Io non sono nessuno... Pensò col cuore a pezzi. «Nessuno, lui è troppo!» Disse senza piangere, avendo consumato troppe lacrime e perchè il suo cellulare vibrò: il nome di Jayne, che lampeggiava sul display, la rasserenò facendole comparire un lieve sorriso.

«Ciao, Diana, tutto apposto?».

«Domanda di riserva?» Replicò con tono piatto, distendendosi sul letto col cellulare sull'orecchio. Jayne si schiarì la voce.

«Che ne pensi di farci una serata con Valeria, tipo pizza e passeggiatina sul Lungolago?».

«Quando?».

«Stasera! C'è l'offerta pizza, bibita e caffè a dieci euro in centro».

«Con tuo marito come fai?».

«Che male c'è? Mi prendo una serata».

A Diana parve di vederla ammiccare. Conosceva le sue amiche e sapeva che lei e Valeria si erano messe d'accordo già prima per farle compagnia e di certo Jayne aveva insistito e discusso con suo marito per organizzare quella serata.

Non aveva molta voglia, ma rifiutare l'avrebbe fatta passare per egoista, dopo che le due ragazze si erano organizzate per rasserenarla un po'.

Aveva davvero due amiche d'oro e la terza, che sfortunatamente incontrava solo virtualmente, meritava davvero delle grosse scuse per l'atteggiamento avuto nei suoi confronti.

«Va bene, Jayne, a che ora ci troviamo e dove?».

«Sette e mezza davanti al “Chiosco”, non serve che ti dica di essere puntuale, giusto?».

«Va bene, stela, ci vediamo più tardi».

Se avesse dato retta alla voglia, Diana non si sarebbe mossa dal letto, ma ascoltò il buon senso.

Mentre si lavava pregò che il getto della doccia le ripulisse via tutto quel che aveva accumulato addosso: amore, rabbia, rimpianti, odio per sé stessa. Sicuramente non poteva pretendere che, da un giorno con l'altro, tutto ciò che c'era stato venisse ripulito come la schiuma da un lavandino, con un colpo di spugna, ma distrarsi era un buon modo per non pensare, almeno quelle due o tre ore che sarebbe restata con Jayne e Valeria.

Non aveva voglia di uscire, ma ancora di più, non aveva voglia di soffrire.

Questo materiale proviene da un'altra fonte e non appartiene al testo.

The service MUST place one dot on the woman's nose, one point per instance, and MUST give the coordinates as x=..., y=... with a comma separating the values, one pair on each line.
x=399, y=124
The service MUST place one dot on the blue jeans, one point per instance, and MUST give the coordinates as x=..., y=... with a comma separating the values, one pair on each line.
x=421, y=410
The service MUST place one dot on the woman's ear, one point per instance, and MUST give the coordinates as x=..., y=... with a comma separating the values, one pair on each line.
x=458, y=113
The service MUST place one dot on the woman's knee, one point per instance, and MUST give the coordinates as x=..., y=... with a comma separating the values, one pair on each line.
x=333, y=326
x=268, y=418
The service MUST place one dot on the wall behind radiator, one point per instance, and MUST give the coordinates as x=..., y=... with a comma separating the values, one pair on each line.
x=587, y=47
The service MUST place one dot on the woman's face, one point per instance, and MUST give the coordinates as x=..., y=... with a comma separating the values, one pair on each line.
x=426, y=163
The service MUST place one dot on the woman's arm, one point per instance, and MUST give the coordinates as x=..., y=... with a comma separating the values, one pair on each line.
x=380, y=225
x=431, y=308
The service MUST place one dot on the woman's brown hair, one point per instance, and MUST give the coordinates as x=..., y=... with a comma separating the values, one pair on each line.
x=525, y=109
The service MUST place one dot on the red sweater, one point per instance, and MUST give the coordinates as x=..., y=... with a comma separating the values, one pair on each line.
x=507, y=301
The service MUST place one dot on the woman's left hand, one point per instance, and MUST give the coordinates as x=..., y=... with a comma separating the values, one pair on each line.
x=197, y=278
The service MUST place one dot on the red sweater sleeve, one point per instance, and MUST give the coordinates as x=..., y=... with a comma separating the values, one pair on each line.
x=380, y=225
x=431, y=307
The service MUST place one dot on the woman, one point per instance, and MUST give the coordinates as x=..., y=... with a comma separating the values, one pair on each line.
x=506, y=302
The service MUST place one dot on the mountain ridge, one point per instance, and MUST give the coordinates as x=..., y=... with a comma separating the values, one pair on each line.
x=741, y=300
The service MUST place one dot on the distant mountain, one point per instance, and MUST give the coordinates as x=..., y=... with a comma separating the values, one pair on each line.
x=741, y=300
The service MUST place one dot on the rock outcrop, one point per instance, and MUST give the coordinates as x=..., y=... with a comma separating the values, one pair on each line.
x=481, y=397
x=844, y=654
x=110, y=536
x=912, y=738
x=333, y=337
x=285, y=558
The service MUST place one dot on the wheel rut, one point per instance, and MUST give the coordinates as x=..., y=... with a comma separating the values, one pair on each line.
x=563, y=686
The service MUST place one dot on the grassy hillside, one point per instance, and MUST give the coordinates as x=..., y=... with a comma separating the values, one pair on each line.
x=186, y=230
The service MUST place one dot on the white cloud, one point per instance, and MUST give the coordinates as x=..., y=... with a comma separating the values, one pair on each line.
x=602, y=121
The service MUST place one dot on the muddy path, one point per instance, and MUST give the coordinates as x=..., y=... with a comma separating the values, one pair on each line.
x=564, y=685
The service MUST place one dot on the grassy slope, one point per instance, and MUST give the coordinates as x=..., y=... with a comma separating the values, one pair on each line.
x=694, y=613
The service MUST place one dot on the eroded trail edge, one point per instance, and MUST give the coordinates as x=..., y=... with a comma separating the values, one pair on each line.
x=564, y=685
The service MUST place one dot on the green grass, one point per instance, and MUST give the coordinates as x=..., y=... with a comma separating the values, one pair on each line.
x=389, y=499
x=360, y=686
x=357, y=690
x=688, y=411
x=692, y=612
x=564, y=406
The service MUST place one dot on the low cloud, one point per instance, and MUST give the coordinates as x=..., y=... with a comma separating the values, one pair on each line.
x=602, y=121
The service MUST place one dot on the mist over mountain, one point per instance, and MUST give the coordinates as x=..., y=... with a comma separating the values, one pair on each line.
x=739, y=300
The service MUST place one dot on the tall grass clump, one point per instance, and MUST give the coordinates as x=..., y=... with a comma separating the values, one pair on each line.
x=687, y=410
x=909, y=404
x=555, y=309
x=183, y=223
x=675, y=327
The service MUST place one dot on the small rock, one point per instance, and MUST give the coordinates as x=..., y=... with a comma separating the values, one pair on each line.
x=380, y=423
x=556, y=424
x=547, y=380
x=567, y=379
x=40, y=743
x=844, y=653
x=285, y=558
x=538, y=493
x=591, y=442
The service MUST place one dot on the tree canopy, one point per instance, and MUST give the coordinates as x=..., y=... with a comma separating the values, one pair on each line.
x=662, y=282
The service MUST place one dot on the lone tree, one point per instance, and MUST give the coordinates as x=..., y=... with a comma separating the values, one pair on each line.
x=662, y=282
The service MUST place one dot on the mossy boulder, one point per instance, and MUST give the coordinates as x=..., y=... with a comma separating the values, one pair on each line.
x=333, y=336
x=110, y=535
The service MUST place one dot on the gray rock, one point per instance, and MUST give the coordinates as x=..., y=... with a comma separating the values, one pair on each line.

Minigonna di jeans, anfibi e maglietta scollata nera con la giacca di pelle andava più che bene. Poteva permettersi di evitare i collant, quella sera: non faceva freddo, ma si dovette depilare per bene le gambe.

Capelli sciolti e trucco egiziano, lenti a contatto che si era presa l'abitudine di portare, due spruzzi di profumo sulle carotidi e poteva dirsi pronta.

Sua madre la guardò severa. Non aveva raccontato nulla dei fatti a Roma, ma da subito la donna si era accorta degli occhi tristi della figlia.

Diana ricambiò il suo sguardo e chiese:

«Che c'è?».

«Il tuo ritorno è stato un po' troppo repentino»

«Gabrio ha avuto troppo lavoro, troppe proposte ed io ero d'impiccio» mentì ma non riuscì a fregare la mamma, che sconsolata, mentre finiva di preparare la cena per lei ed il marito, ammise:

«Non mi piace vederti star male, tesoro».

Diana fu costretta a salutare velocemente sua madre per evitare di mettersi a piangere davanti a lei. Qualcuno che la capiva veramente c'era, peccato che fosse sua madre.